By Aram Zeitounian – Cougar News Contributor
Technically, the land we live on doesn’t belong to anyone. We draw boundaries, build fences, buy real estate, stake out land and sign mortgage agreements; we create our own distinct spaces, and like Monopoly, we have built a system of ownership and marginalization. One can claim that this separatist attitude began as early as 1620 when the Mayflower landed at Plymouth Rock, carrying passengers seeking refuge from the oppressive English rule. Arguably, these were the first immigrants—the first “Americans” to begin settling, expanding frontiers, building towns, and sharpening their genocidal tendencies.
As more and more people sought religious freedom in the United States, governance became a necessity and so did property laws, but these are much different than what we are used to today. Back then, an individual staked property by deftly planting flags around the land they wanted. Certainly, there are only so many flags one can plant before running out of room—or running into someone else’s room. You see, immigration comes with a price—and for the Native Americans it was their land and more disturbingly, their scalps.
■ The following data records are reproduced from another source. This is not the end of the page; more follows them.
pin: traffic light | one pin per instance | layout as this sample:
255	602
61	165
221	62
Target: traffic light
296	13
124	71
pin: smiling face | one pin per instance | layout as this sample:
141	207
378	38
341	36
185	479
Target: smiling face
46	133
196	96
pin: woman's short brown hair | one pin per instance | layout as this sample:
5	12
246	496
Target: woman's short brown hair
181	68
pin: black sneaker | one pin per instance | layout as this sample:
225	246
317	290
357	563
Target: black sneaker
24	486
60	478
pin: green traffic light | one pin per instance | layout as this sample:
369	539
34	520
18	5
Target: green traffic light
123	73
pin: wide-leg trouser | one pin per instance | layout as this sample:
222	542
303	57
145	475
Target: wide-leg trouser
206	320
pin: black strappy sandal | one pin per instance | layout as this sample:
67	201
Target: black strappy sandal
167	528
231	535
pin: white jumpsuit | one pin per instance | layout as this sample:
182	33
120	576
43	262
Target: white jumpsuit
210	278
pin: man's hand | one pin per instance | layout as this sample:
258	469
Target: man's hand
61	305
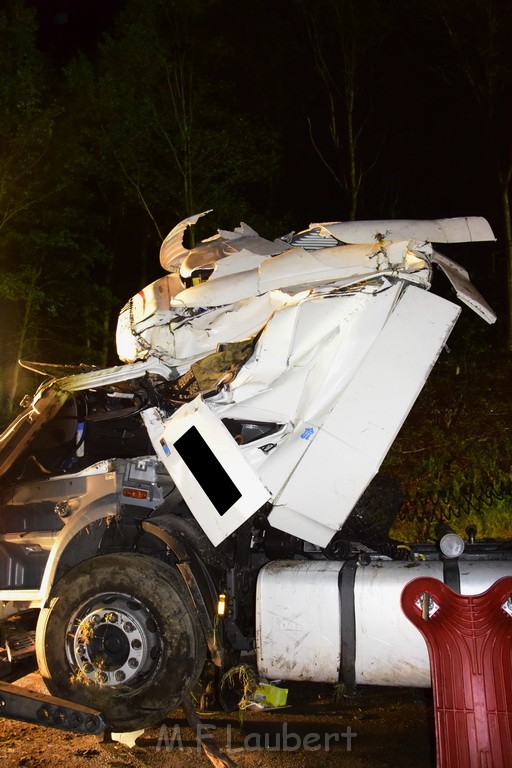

Today, immigration hasn’t changed all that much. The difference is that the immigrants of the past—the Mayflower settlers and their clans—are no longer killing off those who already occupied the land they wanted. No, now they are writing laws to prevent others from entering the country that has afforded them the American Dream. Their argument is that there aren’t enough riches to go around, but the truth is that there would be no growth in the United States without the vital contributions of immigrants who have used their talents for the betterment of this great country.
As citizens, we need to be empathetic and realize that people crossing over our border may be doing so out of sheer desperation. We make concessions for Political Asylum and hardship—we are even recruiting illegal immigrants to fight our wars. We offer them work and student Visas and then expect the people who have been living here for years, who have established friendships and familial bonds to simply go back home. This assumption is unrealistic and dangerous. It segregates the United States from neighboring countries and diminishes the global relationships we try so hard to build. After 9/11, immigration has become even more precarious. Maileen Hamto in her article, “My Turn: Being American,” states, “Throughout our history as a nation, fear and apprehension about ‘the other’—especially in times of economic uncertainty—have fueled anti-immigration sentiment” (495). After war, after recession, after depression, immigrants seem to suffer the consequences. This has been proven countless times throughout our sordid history. The Africans, Chinese, Japanese, Middle Easterners, and Mexicans have all been targets of discriminatory practices based on circumstances out of their control. As a nation, we need to understand the plight of these immigrants and realize that our great country would not be what it is today without their hard work.
Though there is no real solution for immigration, it is important that we learn from the mistakes we have made. America has many stains on its reputation: slaughtering Native Americans, enslaving Africans, imprisoning Japanese, torturing Middle Easterners, and neglecting its own impoverished citizens. The issue of immigration is gearing up to be yet another stain—with the blood of so many on our hands, why can’t we practice a little more tolerance? It is unfair to not enforce border laws and expect people to stay on their side of the fence. It is unfair to outsource jobs to Third World countries and deny admittance to people who are just trying to survive. It is unfair to be the super power of the world, the holder of the American Dream and keep it all to ourselves.